To provide fundamental notions of: database management & architecture, management of massive data, and big data quality and integration.
To provide advanced skills on: database system implementation; large scale data management systems.

Prerequisiti

The courses of Database and Lab. of the Computer Engineering degree at the "Enzo Ferrari" Engineering Department in Modena.

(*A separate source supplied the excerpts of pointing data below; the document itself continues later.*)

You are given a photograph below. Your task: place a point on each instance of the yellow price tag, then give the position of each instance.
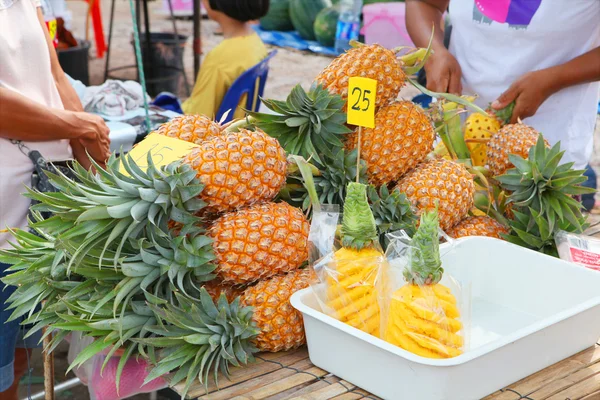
(163, 150)
(361, 101)
(52, 28)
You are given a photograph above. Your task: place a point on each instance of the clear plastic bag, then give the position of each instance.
(579, 249)
(349, 280)
(427, 312)
(102, 385)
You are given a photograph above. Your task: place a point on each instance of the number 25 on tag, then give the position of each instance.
(361, 101)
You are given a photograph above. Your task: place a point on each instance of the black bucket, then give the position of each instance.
(74, 61)
(163, 69)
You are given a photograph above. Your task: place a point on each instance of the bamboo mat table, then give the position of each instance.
(291, 375)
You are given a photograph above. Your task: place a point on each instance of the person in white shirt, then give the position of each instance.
(39, 107)
(542, 54)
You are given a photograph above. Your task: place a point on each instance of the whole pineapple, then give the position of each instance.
(440, 183)
(191, 128)
(402, 138)
(368, 61)
(239, 169)
(259, 241)
(479, 128)
(423, 314)
(281, 326)
(355, 275)
(478, 226)
(511, 139)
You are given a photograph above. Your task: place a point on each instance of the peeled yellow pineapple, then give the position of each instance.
(355, 277)
(423, 316)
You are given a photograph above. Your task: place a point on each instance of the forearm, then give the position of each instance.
(582, 69)
(421, 16)
(25, 119)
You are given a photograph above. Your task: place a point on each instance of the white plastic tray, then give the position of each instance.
(529, 311)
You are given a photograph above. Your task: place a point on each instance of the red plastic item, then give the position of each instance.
(98, 27)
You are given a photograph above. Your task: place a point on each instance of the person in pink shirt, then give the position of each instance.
(38, 107)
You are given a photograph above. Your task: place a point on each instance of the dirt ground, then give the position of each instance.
(287, 69)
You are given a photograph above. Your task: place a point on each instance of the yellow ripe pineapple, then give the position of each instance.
(423, 316)
(479, 129)
(478, 226)
(281, 326)
(216, 288)
(259, 241)
(511, 139)
(239, 169)
(369, 61)
(191, 128)
(356, 275)
(402, 138)
(440, 183)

For students coming from other universities, basics of: SQL and relational DBMS

Programma del corso

Relational Database Programming and Advanced Database Modelling (1.5 CFU)
- Advanced SQL
- Views, CTE, recursive queries
- SQL in big data: SparkSQL

Database System Implementation (3.0 CFU)
- Database Management Systems
- How to store the data: Storage and Management of very large amount of data on secondary memory devices
- How to access to the data: Primary and secondary file indexing techniques, hash indexing
- How to retrieve information: Query Execution, the Query Compiler & Optimizer
- How to perform transactions: Concurrency Control, Serializability and Recoverability

Management of Massive Data (4 CFU)
- Probabilistic data structures: bloom filters, count-min sketch, hyperLogLog, locality sensitive hashing
- Distributed databases and Distributed transactions processing: two phase commit, from ACID to BASE properties
- Data preparation and integration:
- Data Lakes, ETL/ELT, Data Discovery
- Data fusion: Entity Resolution
- Architectures and Technology for Big Data Management (Map Reduce, Hadoop Spark); NOSQL data models and DBMS, Cloud DBMS.

Data Governance (0.5 CFU)
- General notions on architectures, policies, practices and procedures to properly manage the full data life cycle of an enterprise
- General notions on Data Security and Quality Management

Metodi didattici

Lectures, practical exercises, laboratory activities.

Testi di riferimento

- Course slides
- A. Silberschatz, H. F. Korth, S. Sudarshan: "Database System Concepts" – 7th edition – McGraw-Hill ISBN 9780078022159
- D. Beneventano, S. Bergamaschi, F. Guerra, M. Vincini: Progetto di Basi di Dati Relazionali: lezioni ed esercizi Pitagora editrice - Bologna (edizione 2007). (in italian)

Verifica dell'apprendimento

Test on Advanced SQL [30%]
- Advanced SQL
- Stored Procedures
- Triggers

Group project [30%]
- Project on topics proposed by the instructors, or by the candidates upon approval
- Output: Short paper
- Evaluation: Discussion **during the oral examination**

Oral examination [40%]
- Questions on the entire program: theory and whiteboard exercises

Risultati attesi

Knowledge and understanding: Through lectures, students will get deep knowledge and understanding of the relational technology, also at the level of implementation techniques, as well as the basics of data distributed databases.
Applying knowledge and understanding: Through classroom exercises and practical computer exercises, the student will be able to use the advanced features of the standard language for DBMS and to apply the knowledge gained in the design and implementation of distributed databases.
Making judgments: Thanks to the resolution of individual exercises and practical exercises in the laboratory, the student will be able to critically evaluate the design and implementative choices taken and the results obtained.
Communication skills: The oral exam with a subject of further choice, will equip the student to organize and clearly present, through the technical language, the results of his work.
Learning skills: The activities carried out during the course and during the examination allow the student to acquire the instruments to autonomously upgrade his knowledge. This is especially crucial in the field of advanced data management, where technology is constantly evolving.